Dr Ka Yi Ling (CTO) (L) and Dr Sandhya Sriram (CEO) (R) HR
Dr Ka Yi Ling and Dr Sandhya Sriram

Together the teams will adapt Integriculture’s existing technology for shrimp cell cultures to develop an inexpensive cultured serum for shrimp, which will omit the necessity of expensive growth factors or serum and provide Shiok Meats with higher capability to develop unique cell-based seafoods and further meet its mission to deliver delicious, clean and healthy seafood through the harvesting of cells instead of animals.

Shiok Meats is working on cell-based crustacean meats starting with shrimp, with later plans for the development of crab and lobster. We asked Co-Founder Dr.

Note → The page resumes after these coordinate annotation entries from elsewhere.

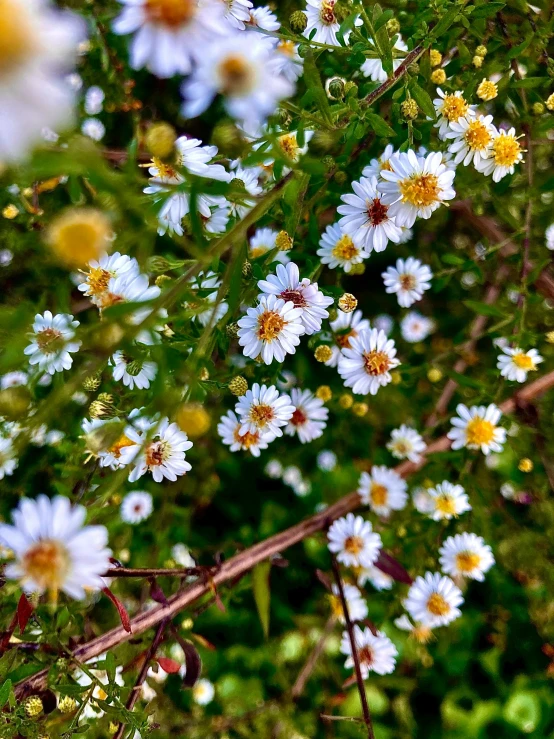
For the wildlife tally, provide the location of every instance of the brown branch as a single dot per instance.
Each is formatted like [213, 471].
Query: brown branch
[354, 647]
[249, 558]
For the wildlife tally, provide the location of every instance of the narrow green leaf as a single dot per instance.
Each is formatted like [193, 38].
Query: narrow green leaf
[262, 594]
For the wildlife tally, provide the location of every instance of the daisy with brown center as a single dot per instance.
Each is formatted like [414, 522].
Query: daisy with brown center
[52, 342]
[472, 139]
[433, 600]
[170, 35]
[514, 364]
[506, 153]
[451, 108]
[365, 365]
[366, 218]
[337, 249]
[355, 603]
[271, 330]
[416, 186]
[477, 428]
[229, 430]
[353, 541]
[262, 409]
[54, 550]
[466, 555]
[376, 653]
[447, 501]
[383, 490]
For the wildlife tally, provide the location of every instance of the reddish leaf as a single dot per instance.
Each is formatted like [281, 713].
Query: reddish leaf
[168, 665]
[24, 611]
[392, 567]
[123, 615]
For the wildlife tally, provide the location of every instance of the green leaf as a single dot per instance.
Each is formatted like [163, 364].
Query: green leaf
[262, 593]
[423, 99]
[5, 691]
[379, 125]
[484, 309]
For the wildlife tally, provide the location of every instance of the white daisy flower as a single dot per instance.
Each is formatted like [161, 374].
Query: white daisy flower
[466, 555]
[305, 295]
[163, 456]
[263, 18]
[409, 280]
[514, 364]
[212, 313]
[96, 675]
[472, 139]
[102, 271]
[53, 342]
[196, 158]
[263, 409]
[38, 44]
[366, 218]
[477, 428]
[447, 501]
[309, 418]
[354, 542]
[375, 167]
[321, 16]
[365, 366]
[8, 461]
[169, 36]
[379, 579]
[272, 329]
[549, 237]
[416, 186]
[355, 603]
[133, 372]
[383, 490]
[433, 600]
[203, 692]
[237, 12]
[506, 153]
[337, 249]
[406, 443]
[414, 327]
[326, 460]
[244, 73]
[53, 549]
[263, 241]
[450, 107]
[229, 427]
[373, 68]
[136, 506]
[376, 652]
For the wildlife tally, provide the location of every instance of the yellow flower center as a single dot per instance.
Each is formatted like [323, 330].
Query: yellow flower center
[524, 361]
[378, 494]
[479, 431]
[376, 363]
[345, 248]
[327, 13]
[353, 545]
[170, 13]
[420, 190]
[437, 605]
[454, 107]
[477, 136]
[270, 325]
[46, 563]
[445, 505]
[236, 75]
[466, 562]
[506, 150]
[17, 37]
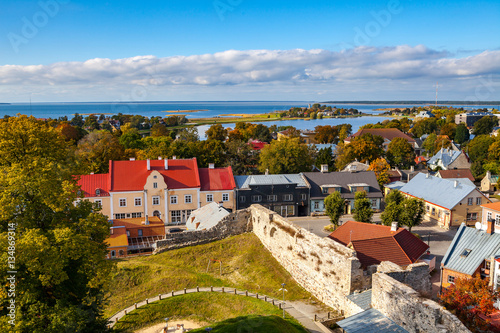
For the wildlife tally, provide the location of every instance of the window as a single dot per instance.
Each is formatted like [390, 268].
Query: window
[256, 198]
[272, 198]
[175, 216]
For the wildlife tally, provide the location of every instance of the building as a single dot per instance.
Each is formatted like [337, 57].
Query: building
[286, 194]
[470, 118]
[473, 252]
[449, 202]
[490, 182]
[167, 189]
[447, 159]
[376, 243]
[388, 134]
[347, 183]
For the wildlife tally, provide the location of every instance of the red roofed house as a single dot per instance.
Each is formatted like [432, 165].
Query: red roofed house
[167, 189]
[388, 134]
[376, 243]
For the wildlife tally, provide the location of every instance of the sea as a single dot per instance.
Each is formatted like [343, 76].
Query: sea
[207, 109]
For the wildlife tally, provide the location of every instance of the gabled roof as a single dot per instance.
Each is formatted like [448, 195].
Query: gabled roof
[132, 175]
[387, 133]
[89, 184]
[439, 191]
[283, 179]
[481, 245]
[318, 179]
[217, 179]
[376, 243]
[457, 173]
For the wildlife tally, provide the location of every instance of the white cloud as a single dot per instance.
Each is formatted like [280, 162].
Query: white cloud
[359, 67]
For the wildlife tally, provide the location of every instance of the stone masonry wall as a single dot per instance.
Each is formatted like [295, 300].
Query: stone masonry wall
[234, 224]
[411, 311]
[328, 270]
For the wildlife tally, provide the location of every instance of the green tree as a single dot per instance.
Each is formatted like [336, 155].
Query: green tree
[363, 211]
[485, 125]
[400, 153]
[59, 247]
[334, 207]
[285, 156]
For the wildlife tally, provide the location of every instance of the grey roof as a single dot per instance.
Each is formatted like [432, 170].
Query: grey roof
[446, 156]
[317, 179]
[370, 321]
[284, 179]
[481, 244]
[439, 191]
[363, 300]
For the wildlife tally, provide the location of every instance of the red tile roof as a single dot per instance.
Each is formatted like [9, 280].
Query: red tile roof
[387, 133]
[89, 184]
[217, 179]
[457, 173]
[375, 243]
[132, 175]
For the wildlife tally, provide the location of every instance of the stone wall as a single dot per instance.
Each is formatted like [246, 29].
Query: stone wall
[328, 270]
[407, 308]
[234, 224]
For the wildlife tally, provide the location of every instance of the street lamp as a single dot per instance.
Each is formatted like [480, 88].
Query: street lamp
[283, 288]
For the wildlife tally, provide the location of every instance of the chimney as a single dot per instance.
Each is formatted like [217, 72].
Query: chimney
[491, 227]
[394, 226]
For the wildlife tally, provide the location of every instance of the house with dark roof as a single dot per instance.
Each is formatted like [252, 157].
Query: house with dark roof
[376, 243]
[347, 183]
[167, 189]
[286, 194]
[449, 202]
[388, 134]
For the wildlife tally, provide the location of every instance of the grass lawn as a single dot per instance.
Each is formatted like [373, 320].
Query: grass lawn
[246, 265]
[222, 312]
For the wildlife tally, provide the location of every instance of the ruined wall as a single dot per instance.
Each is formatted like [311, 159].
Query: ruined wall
[326, 269]
[408, 309]
[234, 224]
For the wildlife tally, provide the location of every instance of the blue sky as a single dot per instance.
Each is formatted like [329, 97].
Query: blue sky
[396, 49]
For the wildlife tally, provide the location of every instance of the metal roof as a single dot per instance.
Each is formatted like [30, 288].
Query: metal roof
[363, 300]
[283, 179]
[481, 244]
[370, 321]
[439, 191]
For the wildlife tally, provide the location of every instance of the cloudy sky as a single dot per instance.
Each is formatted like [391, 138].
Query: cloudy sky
[63, 50]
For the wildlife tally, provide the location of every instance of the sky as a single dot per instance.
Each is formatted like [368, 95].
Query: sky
[200, 50]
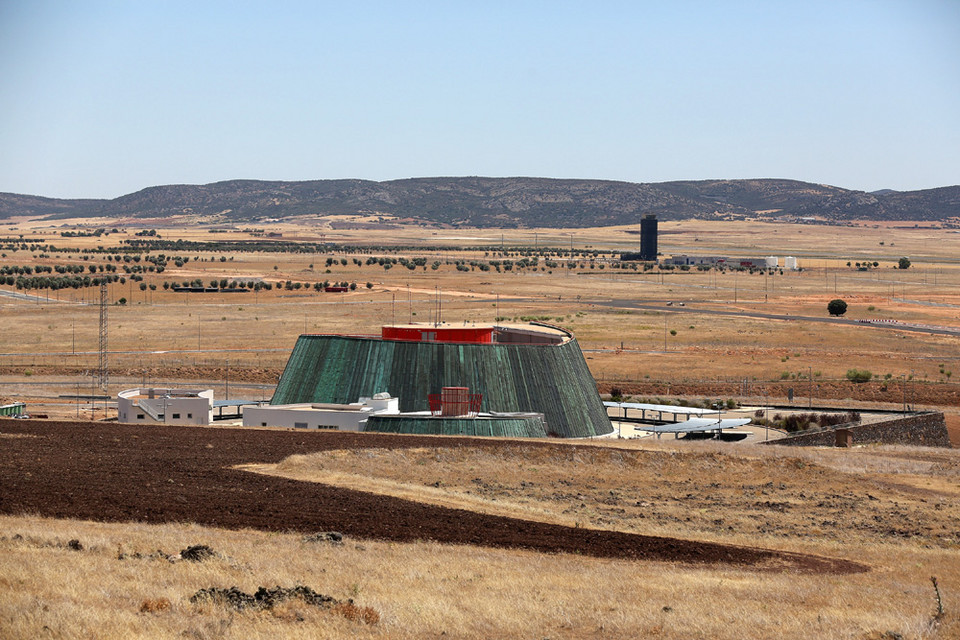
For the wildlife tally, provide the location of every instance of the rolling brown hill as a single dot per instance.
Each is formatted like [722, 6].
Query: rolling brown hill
[504, 202]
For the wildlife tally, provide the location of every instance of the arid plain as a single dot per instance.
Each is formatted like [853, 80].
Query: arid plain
[751, 336]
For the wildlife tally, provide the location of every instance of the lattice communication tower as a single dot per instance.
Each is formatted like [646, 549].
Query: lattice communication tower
[102, 374]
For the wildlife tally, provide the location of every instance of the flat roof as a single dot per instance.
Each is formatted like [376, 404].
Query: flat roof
[663, 408]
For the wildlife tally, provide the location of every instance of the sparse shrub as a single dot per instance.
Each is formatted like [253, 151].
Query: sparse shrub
[837, 307]
[859, 375]
[354, 613]
[154, 605]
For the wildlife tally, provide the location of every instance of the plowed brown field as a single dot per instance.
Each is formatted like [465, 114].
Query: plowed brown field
[111, 472]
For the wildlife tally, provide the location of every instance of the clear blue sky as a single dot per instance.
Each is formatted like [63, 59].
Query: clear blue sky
[102, 98]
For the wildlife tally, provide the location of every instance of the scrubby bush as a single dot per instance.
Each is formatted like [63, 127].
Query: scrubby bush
[859, 375]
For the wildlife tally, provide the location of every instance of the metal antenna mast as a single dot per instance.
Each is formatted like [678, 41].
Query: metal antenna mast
[103, 334]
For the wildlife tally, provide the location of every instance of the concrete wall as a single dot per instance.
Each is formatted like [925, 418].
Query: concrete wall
[304, 416]
[925, 429]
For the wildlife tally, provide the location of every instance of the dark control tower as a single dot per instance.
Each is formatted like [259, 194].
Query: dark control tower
[648, 237]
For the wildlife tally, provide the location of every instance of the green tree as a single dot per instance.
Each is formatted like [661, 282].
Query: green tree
[837, 307]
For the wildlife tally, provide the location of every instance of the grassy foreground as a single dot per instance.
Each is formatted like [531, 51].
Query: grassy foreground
[424, 589]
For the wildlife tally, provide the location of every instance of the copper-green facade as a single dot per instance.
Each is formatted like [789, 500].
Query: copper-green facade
[504, 427]
[548, 379]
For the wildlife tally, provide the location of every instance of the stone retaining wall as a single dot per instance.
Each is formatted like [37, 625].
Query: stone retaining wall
[924, 429]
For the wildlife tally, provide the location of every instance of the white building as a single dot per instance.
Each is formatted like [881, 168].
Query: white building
[341, 417]
[165, 406]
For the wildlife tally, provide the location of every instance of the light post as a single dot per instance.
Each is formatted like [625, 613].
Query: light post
[903, 389]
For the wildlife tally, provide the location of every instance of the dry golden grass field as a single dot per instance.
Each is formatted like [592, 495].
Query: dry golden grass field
[894, 509]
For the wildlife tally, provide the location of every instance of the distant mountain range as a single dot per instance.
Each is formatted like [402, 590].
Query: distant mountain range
[504, 202]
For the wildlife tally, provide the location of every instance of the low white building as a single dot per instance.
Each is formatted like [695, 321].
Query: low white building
[165, 406]
[341, 417]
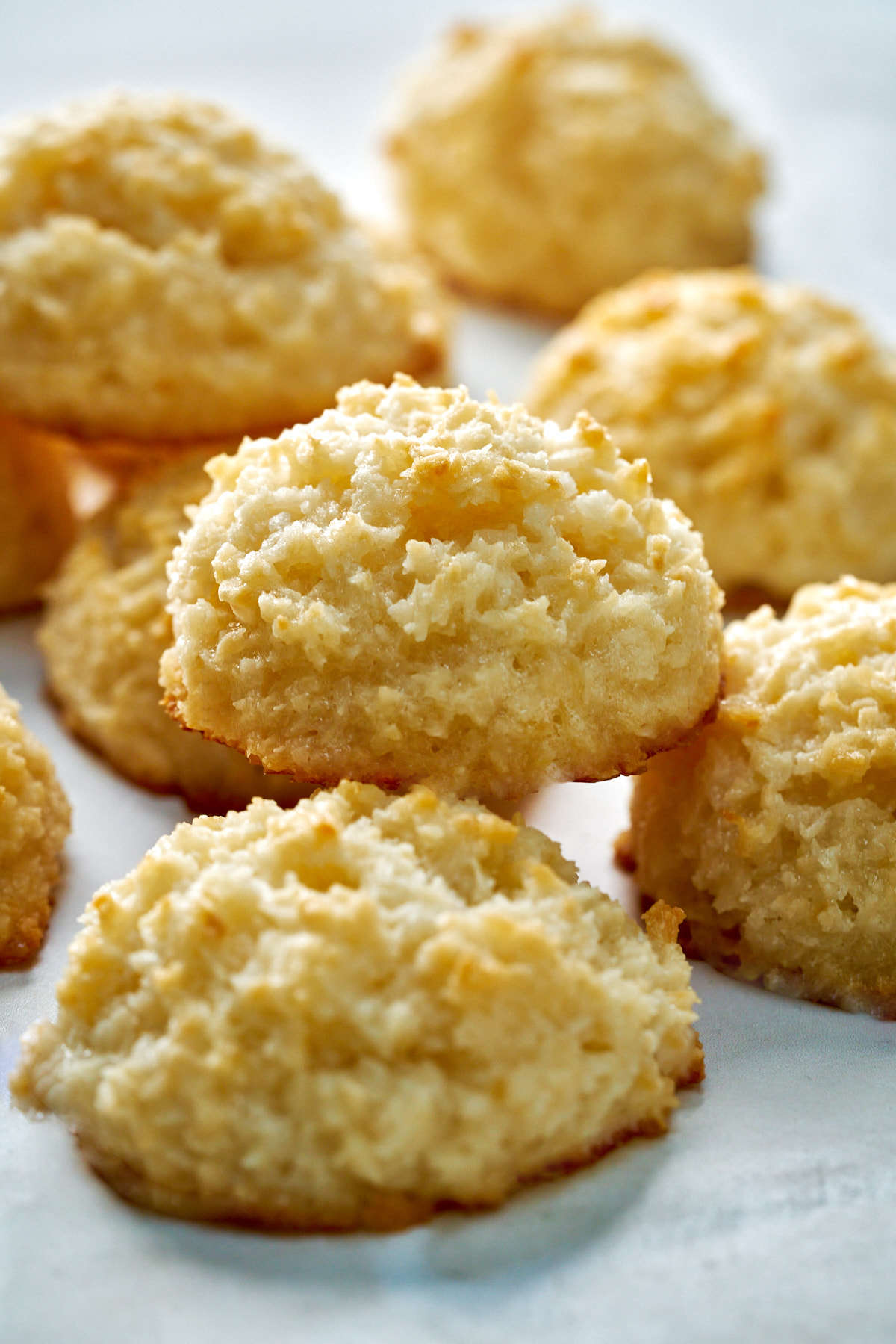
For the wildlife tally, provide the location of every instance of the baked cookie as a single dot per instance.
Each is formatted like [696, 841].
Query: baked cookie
[418, 588]
[768, 413]
[356, 1012]
[34, 823]
[775, 829]
[167, 276]
[37, 518]
[104, 631]
[541, 161]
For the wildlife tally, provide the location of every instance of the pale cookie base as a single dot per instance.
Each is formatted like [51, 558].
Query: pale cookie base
[774, 829]
[34, 823]
[445, 1014]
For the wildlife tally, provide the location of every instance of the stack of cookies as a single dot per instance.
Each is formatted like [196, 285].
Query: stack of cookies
[370, 615]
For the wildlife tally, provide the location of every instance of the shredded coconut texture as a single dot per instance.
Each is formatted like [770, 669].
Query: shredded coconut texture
[34, 823]
[541, 161]
[104, 631]
[166, 273]
[418, 588]
[766, 412]
[775, 829]
[355, 1012]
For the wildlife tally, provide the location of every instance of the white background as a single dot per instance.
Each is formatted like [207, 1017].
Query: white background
[770, 1210]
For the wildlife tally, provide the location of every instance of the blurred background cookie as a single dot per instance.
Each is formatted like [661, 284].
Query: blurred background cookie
[34, 823]
[766, 412]
[418, 588]
[356, 1012]
[37, 511]
[541, 160]
[775, 829]
[168, 277]
[104, 631]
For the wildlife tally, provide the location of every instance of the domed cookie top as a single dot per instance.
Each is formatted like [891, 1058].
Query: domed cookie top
[104, 631]
[768, 413]
[543, 160]
[775, 829]
[164, 273]
[355, 1012]
[421, 588]
[34, 823]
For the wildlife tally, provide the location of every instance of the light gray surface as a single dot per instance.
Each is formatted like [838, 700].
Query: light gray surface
[770, 1209]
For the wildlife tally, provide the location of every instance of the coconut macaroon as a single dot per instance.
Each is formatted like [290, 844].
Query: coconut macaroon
[34, 823]
[418, 588]
[766, 412]
[775, 829]
[167, 276]
[543, 160]
[356, 1012]
[37, 511]
[104, 631]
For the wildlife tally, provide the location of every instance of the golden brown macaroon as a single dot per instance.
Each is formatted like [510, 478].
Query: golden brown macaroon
[37, 518]
[104, 631]
[358, 1012]
[421, 588]
[543, 160]
[766, 412]
[34, 823]
[775, 829]
[168, 277]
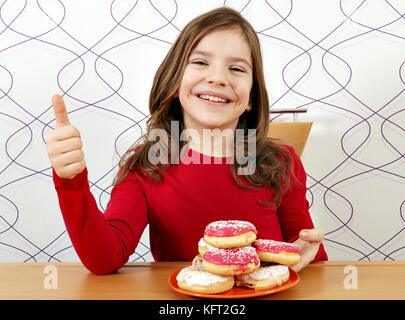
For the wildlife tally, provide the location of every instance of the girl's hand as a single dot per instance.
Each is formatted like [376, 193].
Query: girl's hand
[309, 241]
[64, 144]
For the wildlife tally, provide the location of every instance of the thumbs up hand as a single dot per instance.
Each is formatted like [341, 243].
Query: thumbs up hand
[64, 144]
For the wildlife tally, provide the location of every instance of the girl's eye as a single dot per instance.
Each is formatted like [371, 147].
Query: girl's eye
[199, 62]
[237, 69]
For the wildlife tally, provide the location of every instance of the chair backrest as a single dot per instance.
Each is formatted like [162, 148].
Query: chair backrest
[294, 134]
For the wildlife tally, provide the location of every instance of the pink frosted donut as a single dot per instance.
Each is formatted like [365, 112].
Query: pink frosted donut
[278, 252]
[231, 262]
[230, 233]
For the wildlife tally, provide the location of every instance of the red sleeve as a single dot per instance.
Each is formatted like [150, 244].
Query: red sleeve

Sandhya Sriram about the importance of the removal of the need for serum (which effectively makes cell meat unsuitable for vegans since it is usually sourced from animals). She explained, “Traditionally, serum from animals is used for growing cells and stem cells in pharma/academic research. But this doesn’t make sense for cell-based meats as it is neither ethical nor sustainable. Also, serum is expensive. Hence, most cell-based companies are looking into serum alternatives that are edible, plant-based, inexpensive and sustainable.”